Designing a Secure + Efficient Access Control Plan for BigQuery
For large and rapidly growing data-driven businesses, it’s important to design a manageable access control structure that fits efficiently and transparently with your dynamic data architecture.
In this blog, we’ll discuss the concept of 2-layer Role-Based Access Control, and walk through how to set this up for a BigQuery project with a fresh data team. In this example, it’s for a team that will start on the implementation of a dbt project, but we’ll look at several best practices that apply to a range of situations, to increase security, transparency, and efficiency.
What is 2-layer Role-Based Access Control (2-layer RBAC)?
RBAC is an Access Control system based on the role. It can have a single layer where the roles are directly attached to the object access.
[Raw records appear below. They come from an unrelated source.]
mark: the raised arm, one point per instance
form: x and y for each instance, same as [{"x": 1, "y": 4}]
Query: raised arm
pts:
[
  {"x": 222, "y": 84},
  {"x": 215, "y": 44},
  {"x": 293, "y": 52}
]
For example, the admin role has a specific owner access to a table. This works well for simple cases and small implementations but it’s not very scalable.
This is why businesses use a 2-layer Role Based Access Control (2-layer RBAC). It refers to a method of designing access control structures in which roles are assigned at two different levels.
The first level assigns functional roles to groups of users or service accounts, with a specific business function. The second level is object access, which assigns roles to specific resources within the system. Having the business model and business logic (functional roles) separated from the operational reality of your data (object access roles) allows you to change one without changing the other. For example, it’s possible to add a new source of raw data or a new type of data analyst, without breaking the system or having data breaches.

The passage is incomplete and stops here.